Here is what I found. I had stopped going to meetings for 10 years and came back 2 years ago because the meetings in this area had a mixed message of recovery - AA and NA. The last straw was 65 addicts in a meeting and they had the meeting on a chapter out of the AA book. No one said a word. They loved the idea. I got up and walked out for 10 years. Yes the 6th tradition was no more. I was not one of those addicts that were able to confront. So, for the last 2 years, I went to meetings and almost every meeting I heard how great the AA fellowship was and every time I thought God was testing me… well, do you want to be here? Yes, yes I do. Week after week I had thought this was the new NA. Addicts shared with anger about the traditions Nazi’s and I said if you see one, let me know because I want to give them a hug. NA was not dead just not doing well in my area.

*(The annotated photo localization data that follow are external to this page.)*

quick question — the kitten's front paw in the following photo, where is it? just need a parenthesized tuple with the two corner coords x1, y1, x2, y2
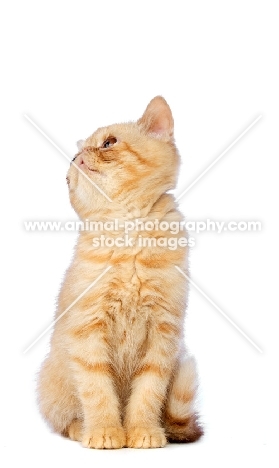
(126, 427, 167, 448)
(82, 427, 125, 449)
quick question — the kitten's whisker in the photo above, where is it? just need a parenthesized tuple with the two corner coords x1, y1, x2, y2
(175, 115, 262, 201)
(23, 114, 113, 202)
(23, 266, 112, 354)
(175, 266, 263, 354)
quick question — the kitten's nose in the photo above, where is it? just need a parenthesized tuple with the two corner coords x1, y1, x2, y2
(78, 155, 85, 168)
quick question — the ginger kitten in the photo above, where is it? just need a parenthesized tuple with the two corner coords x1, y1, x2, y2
(38, 96, 203, 449)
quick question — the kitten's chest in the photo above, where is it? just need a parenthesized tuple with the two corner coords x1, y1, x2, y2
(105, 277, 150, 367)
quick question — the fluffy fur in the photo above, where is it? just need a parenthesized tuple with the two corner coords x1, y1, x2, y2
(38, 96, 203, 449)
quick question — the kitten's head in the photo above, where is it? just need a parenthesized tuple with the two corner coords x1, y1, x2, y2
(67, 96, 180, 218)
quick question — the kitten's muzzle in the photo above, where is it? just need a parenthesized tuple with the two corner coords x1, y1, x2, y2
(76, 153, 99, 173)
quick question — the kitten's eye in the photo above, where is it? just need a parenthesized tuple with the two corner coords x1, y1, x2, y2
(102, 137, 117, 149)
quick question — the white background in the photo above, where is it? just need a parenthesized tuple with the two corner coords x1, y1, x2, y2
(1, 1, 278, 466)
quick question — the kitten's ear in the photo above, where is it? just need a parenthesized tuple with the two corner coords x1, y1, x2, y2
(138, 96, 174, 140)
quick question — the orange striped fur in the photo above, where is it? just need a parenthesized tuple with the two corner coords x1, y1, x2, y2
(38, 97, 203, 449)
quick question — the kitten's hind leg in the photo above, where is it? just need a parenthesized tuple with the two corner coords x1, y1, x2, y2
(38, 351, 82, 437)
(164, 356, 203, 443)
(66, 418, 83, 441)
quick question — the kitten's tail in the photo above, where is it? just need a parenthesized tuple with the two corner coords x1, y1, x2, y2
(164, 356, 203, 442)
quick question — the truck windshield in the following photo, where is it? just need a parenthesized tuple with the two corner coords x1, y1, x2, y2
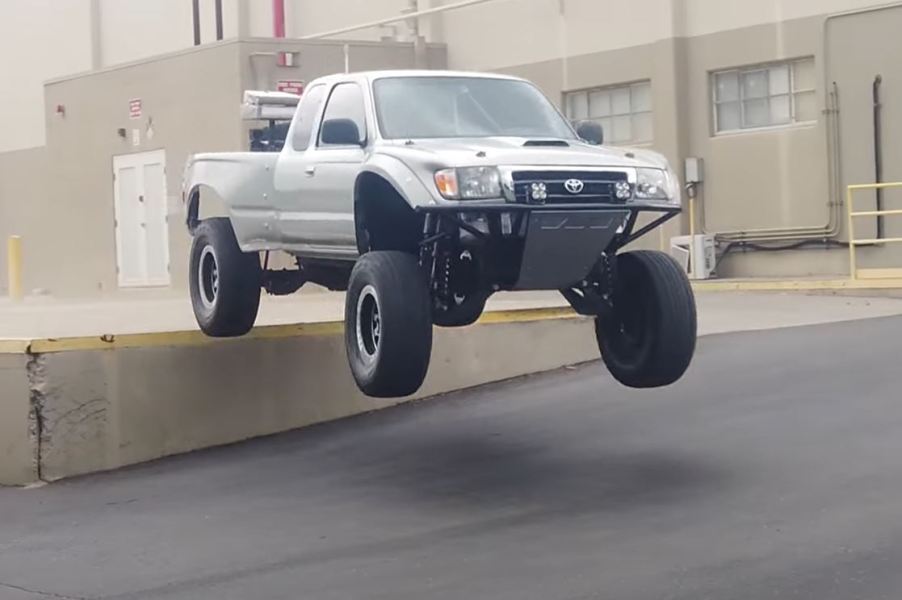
(373, 76, 577, 140)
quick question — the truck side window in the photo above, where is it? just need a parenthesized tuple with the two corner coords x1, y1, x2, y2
(319, 83, 367, 146)
(290, 85, 326, 151)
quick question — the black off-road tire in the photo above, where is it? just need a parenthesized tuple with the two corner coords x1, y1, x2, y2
(433, 291, 491, 327)
(596, 250, 696, 388)
(345, 251, 433, 398)
(189, 218, 262, 337)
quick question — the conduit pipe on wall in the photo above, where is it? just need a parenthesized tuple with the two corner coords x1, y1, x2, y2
(215, 0, 224, 41)
(192, 0, 202, 45)
(703, 3, 902, 243)
(706, 83, 843, 243)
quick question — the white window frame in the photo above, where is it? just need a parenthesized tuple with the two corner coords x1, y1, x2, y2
(563, 80, 653, 146)
(712, 58, 817, 135)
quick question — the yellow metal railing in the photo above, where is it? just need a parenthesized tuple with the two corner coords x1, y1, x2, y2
(847, 182, 902, 280)
(7, 235, 23, 301)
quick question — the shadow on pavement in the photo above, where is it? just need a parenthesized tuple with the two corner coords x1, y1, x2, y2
(312, 426, 732, 518)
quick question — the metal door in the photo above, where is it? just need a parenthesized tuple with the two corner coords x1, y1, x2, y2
(113, 150, 170, 287)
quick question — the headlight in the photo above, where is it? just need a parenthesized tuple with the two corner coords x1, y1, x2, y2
(635, 168, 671, 201)
(434, 167, 502, 200)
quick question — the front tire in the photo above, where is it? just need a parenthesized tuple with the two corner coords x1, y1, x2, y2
(596, 250, 696, 388)
(345, 251, 433, 398)
(189, 218, 261, 337)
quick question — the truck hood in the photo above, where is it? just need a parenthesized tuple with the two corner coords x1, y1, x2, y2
(376, 137, 670, 171)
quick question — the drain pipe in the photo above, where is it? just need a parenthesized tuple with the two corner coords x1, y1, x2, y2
(192, 0, 201, 45)
(215, 0, 224, 41)
(89, 0, 102, 69)
(873, 74, 884, 239)
(701, 3, 902, 242)
(706, 83, 843, 242)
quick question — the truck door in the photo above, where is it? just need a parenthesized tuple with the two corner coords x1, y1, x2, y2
(294, 81, 367, 255)
(273, 83, 327, 248)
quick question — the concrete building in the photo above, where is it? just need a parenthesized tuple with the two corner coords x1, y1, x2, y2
(2, 0, 902, 297)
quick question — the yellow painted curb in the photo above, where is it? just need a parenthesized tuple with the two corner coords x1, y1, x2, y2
(0, 339, 30, 354)
(2, 307, 584, 355)
(6, 276, 899, 355)
(692, 278, 902, 292)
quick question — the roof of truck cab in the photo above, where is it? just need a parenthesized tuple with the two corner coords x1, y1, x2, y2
(363, 70, 524, 81)
(307, 70, 526, 86)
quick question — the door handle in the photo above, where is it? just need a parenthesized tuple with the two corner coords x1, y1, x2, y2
(304, 166, 316, 176)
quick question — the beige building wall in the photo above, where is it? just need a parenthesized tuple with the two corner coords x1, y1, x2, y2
(0, 1, 93, 152)
(4, 0, 902, 290)
(0, 148, 50, 295)
(0, 0, 423, 154)
(1, 39, 444, 297)
(41, 42, 245, 296)
(442, 0, 902, 277)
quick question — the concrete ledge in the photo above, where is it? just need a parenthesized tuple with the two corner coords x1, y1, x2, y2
(693, 277, 902, 292)
(0, 310, 596, 485)
(0, 354, 34, 484)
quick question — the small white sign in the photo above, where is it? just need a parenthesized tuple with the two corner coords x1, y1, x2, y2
(131, 128, 141, 147)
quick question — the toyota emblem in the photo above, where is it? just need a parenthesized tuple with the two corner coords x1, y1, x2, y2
(564, 178, 585, 194)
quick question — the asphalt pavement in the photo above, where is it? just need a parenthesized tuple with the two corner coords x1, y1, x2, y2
(3, 316, 902, 599)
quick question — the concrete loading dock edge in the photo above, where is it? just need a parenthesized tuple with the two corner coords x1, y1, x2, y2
(0, 308, 593, 486)
(5, 291, 902, 486)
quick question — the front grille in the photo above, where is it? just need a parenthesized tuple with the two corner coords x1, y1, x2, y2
(512, 170, 629, 205)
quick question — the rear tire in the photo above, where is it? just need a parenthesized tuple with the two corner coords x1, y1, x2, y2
(345, 251, 433, 398)
(189, 218, 261, 337)
(596, 250, 696, 388)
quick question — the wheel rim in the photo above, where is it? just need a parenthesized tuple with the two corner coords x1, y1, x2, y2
(602, 271, 652, 367)
(356, 285, 381, 363)
(198, 245, 219, 309)
(608, 301, 647, 361)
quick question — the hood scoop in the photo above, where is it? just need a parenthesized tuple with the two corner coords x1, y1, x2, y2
(523, 139, 570, 147)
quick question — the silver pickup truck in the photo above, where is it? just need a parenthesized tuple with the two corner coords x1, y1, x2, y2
(183, 70, 696, 398)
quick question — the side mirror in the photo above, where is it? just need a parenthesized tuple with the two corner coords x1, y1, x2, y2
(321, 118, 364, 146)
(576, 120, 604, 145)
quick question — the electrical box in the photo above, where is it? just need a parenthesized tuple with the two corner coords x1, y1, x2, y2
(684, 157, 705, 184)
(670, 234, 716, 280)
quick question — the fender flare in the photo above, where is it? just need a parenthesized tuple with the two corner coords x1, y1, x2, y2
(182, 152, 278, 238)
(354, 156, 436, 254)
(355, 154, 436, 210)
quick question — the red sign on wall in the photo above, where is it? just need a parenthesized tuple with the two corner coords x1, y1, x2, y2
(276, 80, 304, 95)
(128, 98, 142, 120)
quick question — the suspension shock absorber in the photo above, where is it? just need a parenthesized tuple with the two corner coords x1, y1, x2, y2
(420, 214, 450, 309)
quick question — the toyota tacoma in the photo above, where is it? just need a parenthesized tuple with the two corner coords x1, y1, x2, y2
(183, 70, 696, 398)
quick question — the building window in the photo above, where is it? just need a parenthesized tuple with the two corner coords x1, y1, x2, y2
(564, 81, 653, 145)
(713, 58, 817, 133)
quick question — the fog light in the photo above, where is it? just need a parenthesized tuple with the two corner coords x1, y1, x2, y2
(530, 182, 547, 202)
(615, 180, 632, 200)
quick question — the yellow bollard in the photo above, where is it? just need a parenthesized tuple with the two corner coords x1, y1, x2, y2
(7, 235, 23, 301)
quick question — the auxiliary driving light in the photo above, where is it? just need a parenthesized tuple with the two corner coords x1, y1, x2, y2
(530, 182, 548, 202)
(615, 180, 632, 200)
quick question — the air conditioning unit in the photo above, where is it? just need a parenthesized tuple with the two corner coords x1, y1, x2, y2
(670, 234, 716, 280)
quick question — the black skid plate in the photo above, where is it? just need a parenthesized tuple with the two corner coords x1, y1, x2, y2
(514, 210, 629, 290)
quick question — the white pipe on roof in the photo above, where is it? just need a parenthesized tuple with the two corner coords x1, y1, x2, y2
(299, 0, 505, 40)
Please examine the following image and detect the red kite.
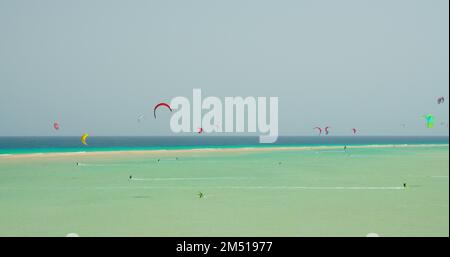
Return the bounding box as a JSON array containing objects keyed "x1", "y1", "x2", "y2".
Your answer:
[{"x1": 153, "y1": 102, "x2": 172, "y2": 118}]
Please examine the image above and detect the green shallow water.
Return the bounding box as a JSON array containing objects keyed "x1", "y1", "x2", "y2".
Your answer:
[{"x1": 0, "y1": 146, "x2": 448, "y2": 236}]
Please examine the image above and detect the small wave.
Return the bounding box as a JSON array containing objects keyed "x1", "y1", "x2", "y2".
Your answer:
[
  {"x1": 130, "y1": 177, "x2": 252, "y2": 181},
  {"x1": 157, "y1": 158, "x2": 179, "y2": 162},
  {"x1": 431, "y1": 176, "x2": 449, "y2": 179},
  {"x1": 93, "y1": 185, "x2": 406, "y2": 190},
  {"x1": 349, "y1": 155, "x2": 371, "y2": 158},
  {"x1": 0, "y1": 185, "x2": 406, "y2": 191},
  {"x1": 77, "y1": 163, "x2": 122, "y2": 167}
]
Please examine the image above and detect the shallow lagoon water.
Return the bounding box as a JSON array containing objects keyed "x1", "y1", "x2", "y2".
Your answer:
[{"x1": 0, "y1": 144, "x2": 448, "y2": 236}]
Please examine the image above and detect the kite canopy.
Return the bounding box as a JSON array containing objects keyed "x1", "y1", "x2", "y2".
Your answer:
[
  {"x1": 198, "y1": 127, "x2": 203, "y2": 134},
  {"x1": 324, "y1": 126, "x2": 331, "y2": 135},
  {"x1": 53, "y1": 122, "x2": 60, "y2": 130},
  {"x1": 423, "y1": 114, "x2": 435, "y2": 128},
  {"x1": 313, "y1": 127, "x2": 322, "y2": 135},
  {"x1": 81, "y1": 133, "x2": 89, "y2": 146},
  {"x1": 153, "y1": 103, "x2": 172, "y2": 118},
  {"x1": 437, "y1": 97, "x2": 445, "y2": 104}
]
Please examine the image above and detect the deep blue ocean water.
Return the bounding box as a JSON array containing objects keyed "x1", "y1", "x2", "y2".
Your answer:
[{"x1": 0, "y1": 136, "x2": 448, "y2": 154}]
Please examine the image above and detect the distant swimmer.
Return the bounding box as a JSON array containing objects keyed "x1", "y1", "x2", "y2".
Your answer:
[
  {"x1": 157, "y1": 159, "x2": 160, "y2": 162},
  {"x1": 129, "y1": 175, "x2": 133, "y2": 180},
  {"x1": 403, "y1": 183, "x2": 407, "y2": 188},
  {"x1": 197, "y1": 192, "x2": 204, "y2": 198},
  {"x1": 76, "y1": 162, "x2": 79, "y2": 166}
]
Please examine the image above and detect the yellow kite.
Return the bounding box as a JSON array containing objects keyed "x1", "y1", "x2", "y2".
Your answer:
[{"x1": 81, "y1": 133, "x2": 89, "y2": 146}]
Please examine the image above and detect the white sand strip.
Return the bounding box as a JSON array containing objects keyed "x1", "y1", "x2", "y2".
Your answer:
[{"x1": 0, "y1": 143, "x2": 447, "y2": 159}]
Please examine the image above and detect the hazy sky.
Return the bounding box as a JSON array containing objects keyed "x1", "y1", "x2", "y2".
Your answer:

So I started reaching out for help outside the area asking “how do I change the mindset of an area?” One on one was not working. I made a lot of calls all over the U.S. I talked to an addict a thousand miles away and he told me a story about how he had gone to both fellowships until he had 2 years clean and his sponsor said you need to make a commitment to one fellowship. I was going yah, that’s what these addicts need to do is make a commitment. Well I work nights I had talked to this addict at about 11pm at night.

I have a hard time sleeping during the day. Nights are not my thing but you take what you can get. So I got home and my fiance comes home and she asks, like she always asks, how did you sleep? I said no good. I looked in bad shape. I told her the story this addict told me and I said it took me a few hours to get it. I said at 24 years clean I made a commitment to Narcotics Anonymous and I felt so good and full of electricity - I could not sleep.

The electricity is in the circles. One circle is my home group, then the next one is my area, the next one is my state and then there is the big one - being part of NA as a whole. I had gone back to this meeting and shared with the group this man’s story about making a commitment to one fellowship. You should have heard the groans and noises… then when I said, I only go to Narcotics Anonymous, they shut up. I told them how great it made me feel. Today in NA we don’t have to travel 1000s of miles anymore but the ride was great. Recovery is all about the ride, the journey, the time in the car, getting close to the addicts for the many hours we spent in the car. We were happy to get to our destination and could not wait for the next ride. If you want to feel the electricity - do what we did and pack the car or van and go far, far away and experience NA as a whole.